Esta ciudad no sólo fue el contexto para acoger a narradores sino que sirvió de discurso —incluso antagónico— para diversos planteamientos y no me refiero a Arturo Peralta que se fue de Arequipa muy joven y que construyó el famoso texto de El pez de oro cuando ya se llamaba Gamaliel Churata; o a Vargas Llosa que pasó su infancia en Cochabamba u Oswaldo Reinoso que a pesar de experimentar el epítome de la insurgencia narrativa en la segunda mitad de los años 50 sólo vuelve a esta comunidad con toda la distancia que ejerce el extrañamiento de sus obras; aquí deseo dejar en claro la gesta de aquéllos que “no existiendo” en la oficialidad desarrollan esa continuidad de la narrativa en Arequipa: Zoila Vega, Marcel Oquiche, Alfonso Bouroncle, Edmundo de los Ríos, Gastón Aguirre Morales, Federico Segundo Agüero, etc.
Es decir, Arequipa, siempre fue narrada. Incluso Hidalgo llegará a deslizar la idea de que “el cuento es una capital obra de arte” cuando publica su libro de cuentos Los sapos y otras personas en 1927. Por eso, no es sorpresa que exista un escritor como Yuri Vásquez que logra cohesionar esta tradición, esta continuidad dentro de los mecanismos de resistencia cultural en que vivimos, y que muchos llamamos posmodernidad o “desmantelamiento de ideologías” como diría Ricardo González Vigil.
Ahora, Yuri Vásquez es un escritor que se forma con la influencia que ejerce la contracultura y el revisionismo de los años 60 y 70 y ello no es una ecuación de negar por negar las construcciones convencionales de su periodo de formación, sino la expresión de una postura encomiable como creador pues ha sabido mantener una convicción ideológica y literaria que no se enreda o se opaca; sino que se manifiesta coherentemente, desde la metáfora de su lenguaje, en este libro de cuentos.
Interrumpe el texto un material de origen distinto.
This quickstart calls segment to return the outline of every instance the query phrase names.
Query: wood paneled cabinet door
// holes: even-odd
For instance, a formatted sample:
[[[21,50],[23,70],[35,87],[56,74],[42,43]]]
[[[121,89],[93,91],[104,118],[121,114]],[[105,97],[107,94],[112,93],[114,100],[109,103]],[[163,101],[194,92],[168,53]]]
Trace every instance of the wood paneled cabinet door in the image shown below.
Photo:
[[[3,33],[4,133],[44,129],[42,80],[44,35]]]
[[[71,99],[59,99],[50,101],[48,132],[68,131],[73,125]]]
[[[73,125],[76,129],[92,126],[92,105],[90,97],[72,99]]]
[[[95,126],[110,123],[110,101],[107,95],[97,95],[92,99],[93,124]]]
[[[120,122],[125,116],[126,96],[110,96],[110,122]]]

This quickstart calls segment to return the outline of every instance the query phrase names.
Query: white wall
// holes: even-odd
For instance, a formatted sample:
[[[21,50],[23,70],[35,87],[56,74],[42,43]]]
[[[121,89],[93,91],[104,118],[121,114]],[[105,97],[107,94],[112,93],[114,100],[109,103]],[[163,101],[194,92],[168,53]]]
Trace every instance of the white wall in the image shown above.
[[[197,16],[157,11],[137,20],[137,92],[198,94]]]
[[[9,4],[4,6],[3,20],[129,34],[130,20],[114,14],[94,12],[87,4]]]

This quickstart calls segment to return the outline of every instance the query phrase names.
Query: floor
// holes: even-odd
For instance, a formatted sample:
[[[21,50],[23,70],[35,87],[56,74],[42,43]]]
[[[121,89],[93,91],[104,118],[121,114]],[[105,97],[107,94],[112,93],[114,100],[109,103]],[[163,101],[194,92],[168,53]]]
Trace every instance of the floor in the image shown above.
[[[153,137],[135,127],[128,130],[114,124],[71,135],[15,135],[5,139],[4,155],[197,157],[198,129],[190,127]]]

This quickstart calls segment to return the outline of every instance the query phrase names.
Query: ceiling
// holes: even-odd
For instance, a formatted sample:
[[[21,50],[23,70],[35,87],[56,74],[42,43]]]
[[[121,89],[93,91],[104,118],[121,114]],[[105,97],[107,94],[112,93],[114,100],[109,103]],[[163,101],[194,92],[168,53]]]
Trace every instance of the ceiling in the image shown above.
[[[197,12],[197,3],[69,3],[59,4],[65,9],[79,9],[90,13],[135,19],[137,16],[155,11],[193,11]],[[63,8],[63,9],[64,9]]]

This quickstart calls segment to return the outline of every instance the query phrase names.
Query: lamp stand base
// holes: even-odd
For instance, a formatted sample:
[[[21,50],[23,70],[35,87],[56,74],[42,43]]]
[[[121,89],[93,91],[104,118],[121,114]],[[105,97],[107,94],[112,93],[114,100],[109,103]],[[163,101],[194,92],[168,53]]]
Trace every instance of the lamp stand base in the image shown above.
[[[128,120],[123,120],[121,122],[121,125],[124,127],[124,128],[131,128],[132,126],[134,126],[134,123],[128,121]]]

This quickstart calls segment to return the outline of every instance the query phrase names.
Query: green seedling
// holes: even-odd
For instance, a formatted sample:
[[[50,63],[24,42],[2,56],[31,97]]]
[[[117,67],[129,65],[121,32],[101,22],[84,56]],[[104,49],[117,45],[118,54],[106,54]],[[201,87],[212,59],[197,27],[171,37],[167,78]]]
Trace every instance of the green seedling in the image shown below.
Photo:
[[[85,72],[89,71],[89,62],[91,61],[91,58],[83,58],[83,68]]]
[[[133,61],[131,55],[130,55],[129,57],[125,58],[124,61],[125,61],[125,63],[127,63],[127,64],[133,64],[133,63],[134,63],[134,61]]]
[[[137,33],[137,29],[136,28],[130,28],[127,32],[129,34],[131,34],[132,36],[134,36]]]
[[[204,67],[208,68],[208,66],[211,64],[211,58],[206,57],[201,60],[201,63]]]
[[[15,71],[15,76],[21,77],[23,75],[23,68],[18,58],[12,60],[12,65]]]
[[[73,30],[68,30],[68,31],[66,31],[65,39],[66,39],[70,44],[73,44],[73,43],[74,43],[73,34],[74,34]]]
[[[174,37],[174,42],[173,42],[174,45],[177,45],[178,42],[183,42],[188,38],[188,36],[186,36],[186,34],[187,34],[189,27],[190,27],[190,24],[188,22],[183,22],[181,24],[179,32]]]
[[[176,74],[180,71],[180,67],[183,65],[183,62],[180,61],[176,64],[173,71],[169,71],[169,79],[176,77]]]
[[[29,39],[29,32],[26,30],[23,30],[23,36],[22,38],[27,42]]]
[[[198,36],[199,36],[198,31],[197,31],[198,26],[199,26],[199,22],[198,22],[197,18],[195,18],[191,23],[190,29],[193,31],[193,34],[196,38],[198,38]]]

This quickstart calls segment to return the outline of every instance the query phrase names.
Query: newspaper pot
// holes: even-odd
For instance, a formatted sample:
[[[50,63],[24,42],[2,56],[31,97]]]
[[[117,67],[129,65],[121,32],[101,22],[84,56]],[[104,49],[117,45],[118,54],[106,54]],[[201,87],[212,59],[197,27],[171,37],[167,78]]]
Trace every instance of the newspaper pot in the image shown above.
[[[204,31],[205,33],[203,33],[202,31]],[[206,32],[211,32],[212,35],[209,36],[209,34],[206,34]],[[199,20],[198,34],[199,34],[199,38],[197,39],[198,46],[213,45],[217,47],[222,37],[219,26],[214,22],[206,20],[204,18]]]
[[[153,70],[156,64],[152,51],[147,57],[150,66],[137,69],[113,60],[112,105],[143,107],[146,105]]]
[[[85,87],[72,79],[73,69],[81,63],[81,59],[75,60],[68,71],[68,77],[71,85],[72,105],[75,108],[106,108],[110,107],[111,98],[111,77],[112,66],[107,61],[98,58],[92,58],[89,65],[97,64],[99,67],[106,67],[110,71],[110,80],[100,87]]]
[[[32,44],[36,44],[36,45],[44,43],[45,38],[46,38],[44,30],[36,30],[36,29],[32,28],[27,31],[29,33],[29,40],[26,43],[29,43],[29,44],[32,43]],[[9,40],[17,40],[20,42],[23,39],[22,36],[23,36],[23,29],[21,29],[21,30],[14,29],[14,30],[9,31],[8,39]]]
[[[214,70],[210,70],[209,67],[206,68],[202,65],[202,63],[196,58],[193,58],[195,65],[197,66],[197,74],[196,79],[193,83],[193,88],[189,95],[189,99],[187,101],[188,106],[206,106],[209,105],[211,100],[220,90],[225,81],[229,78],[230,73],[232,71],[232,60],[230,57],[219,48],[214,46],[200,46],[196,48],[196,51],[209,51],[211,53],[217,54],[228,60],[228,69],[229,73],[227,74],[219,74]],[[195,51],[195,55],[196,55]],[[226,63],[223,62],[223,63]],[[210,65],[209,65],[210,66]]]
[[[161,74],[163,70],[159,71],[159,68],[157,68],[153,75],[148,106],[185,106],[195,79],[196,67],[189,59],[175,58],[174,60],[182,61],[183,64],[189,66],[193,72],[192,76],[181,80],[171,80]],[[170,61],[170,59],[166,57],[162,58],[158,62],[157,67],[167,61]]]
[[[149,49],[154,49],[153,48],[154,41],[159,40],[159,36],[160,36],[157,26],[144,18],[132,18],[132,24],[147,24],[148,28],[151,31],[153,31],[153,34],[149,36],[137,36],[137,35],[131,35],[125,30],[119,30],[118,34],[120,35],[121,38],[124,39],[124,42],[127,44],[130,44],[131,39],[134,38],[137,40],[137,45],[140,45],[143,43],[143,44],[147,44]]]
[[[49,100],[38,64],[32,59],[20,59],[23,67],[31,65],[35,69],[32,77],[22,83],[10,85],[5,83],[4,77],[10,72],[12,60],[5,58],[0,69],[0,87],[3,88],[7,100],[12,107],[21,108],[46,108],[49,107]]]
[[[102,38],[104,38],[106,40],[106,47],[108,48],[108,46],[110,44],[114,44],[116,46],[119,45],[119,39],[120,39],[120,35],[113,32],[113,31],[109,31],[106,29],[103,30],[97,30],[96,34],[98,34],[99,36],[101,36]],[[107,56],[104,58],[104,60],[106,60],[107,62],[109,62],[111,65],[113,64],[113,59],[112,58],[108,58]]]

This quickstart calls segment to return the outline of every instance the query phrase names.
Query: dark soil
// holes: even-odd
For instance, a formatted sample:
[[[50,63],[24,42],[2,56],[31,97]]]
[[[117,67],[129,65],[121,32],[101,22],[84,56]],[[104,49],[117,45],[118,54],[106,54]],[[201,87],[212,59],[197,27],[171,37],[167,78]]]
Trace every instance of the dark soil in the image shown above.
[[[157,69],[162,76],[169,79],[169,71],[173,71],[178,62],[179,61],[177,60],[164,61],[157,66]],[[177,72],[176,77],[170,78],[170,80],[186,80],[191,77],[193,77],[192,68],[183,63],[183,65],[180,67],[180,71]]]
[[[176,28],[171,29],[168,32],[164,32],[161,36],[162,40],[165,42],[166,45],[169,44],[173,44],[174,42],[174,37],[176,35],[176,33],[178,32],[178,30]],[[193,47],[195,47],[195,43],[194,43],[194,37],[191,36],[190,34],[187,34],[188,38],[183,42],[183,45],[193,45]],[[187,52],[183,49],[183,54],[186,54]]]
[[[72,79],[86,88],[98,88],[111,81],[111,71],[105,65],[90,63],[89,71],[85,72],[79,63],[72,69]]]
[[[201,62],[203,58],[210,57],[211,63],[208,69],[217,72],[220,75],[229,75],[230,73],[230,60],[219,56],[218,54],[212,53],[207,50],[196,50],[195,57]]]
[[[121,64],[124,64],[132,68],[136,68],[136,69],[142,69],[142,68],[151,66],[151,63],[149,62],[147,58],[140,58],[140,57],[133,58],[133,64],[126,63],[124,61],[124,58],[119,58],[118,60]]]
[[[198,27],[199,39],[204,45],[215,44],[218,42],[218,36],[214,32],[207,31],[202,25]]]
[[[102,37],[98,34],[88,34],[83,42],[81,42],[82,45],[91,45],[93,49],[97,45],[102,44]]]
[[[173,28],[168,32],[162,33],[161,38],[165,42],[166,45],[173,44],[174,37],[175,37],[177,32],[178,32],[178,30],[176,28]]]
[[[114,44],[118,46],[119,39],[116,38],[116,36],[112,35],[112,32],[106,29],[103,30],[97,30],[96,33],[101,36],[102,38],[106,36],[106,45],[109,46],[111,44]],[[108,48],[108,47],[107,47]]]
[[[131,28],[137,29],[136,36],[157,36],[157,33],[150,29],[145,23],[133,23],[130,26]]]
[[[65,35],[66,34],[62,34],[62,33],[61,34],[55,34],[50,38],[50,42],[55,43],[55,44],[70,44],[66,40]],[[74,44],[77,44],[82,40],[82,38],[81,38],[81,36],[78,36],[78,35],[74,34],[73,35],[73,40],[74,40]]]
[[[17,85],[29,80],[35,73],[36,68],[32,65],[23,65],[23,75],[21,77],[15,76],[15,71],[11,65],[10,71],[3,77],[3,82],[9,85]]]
La década del 80 en la historia del Perú recién empieza a ser expresada por autores como Yuri Vázquez; no sólo me refiero a la ubicación cronológica o al carácter intrínseco de los años de violencia que se vivieron, sino al desgaste de los conceptos como el amor, la libertad y la retórica del “hombre nuevo”, pues, uno de los grandes aciertos de Yuri es haber contemplado la trascendencia de su época más allá de un gesto personal y egoísta.
En el cuento “Un blues en la noche” encontrarán este fragmento cuando el narrador intenta buscar una explicación de ese cuerpo imaginado llamado Lorena: De esta manera supo —por la música— que su alma debía ser sutil y sensible.
La sutileza de su palabra y la aparente fragilidad de sus historias no recurren a un lector extraviado en el consumismo sino recurren a un lector extraviado en su propio caos personal. El cuento “Pitecántropus Erectus o la tribu de los Ichipawa”, que apertura el libro, es una metáfora de aquel hombre que lleva la máscara de la modernidad más allá de su propia piel contemporánea.
Debemos de añadir que la música se convierte en un personaje adicional; el Jazz en este caso será la expresión de la melancolía, de la soledad que rodea a la mayoría de sus cuentos y que a su vez se convierten en una expresión de su poética narrativa.
Ahora, los temas que se abordan como la frustración, la violencia, el miedo, la utopía o la fraternidad no quedan aislados por un discurso gris que cede terreno y sacrifica su esencia a favor de la técnica sino que alcanzan altos niveles líricos en la mayoría de los casos, el mismo que es un eje distensionador en esta summa de “cortometrajes” que proyecta el texto.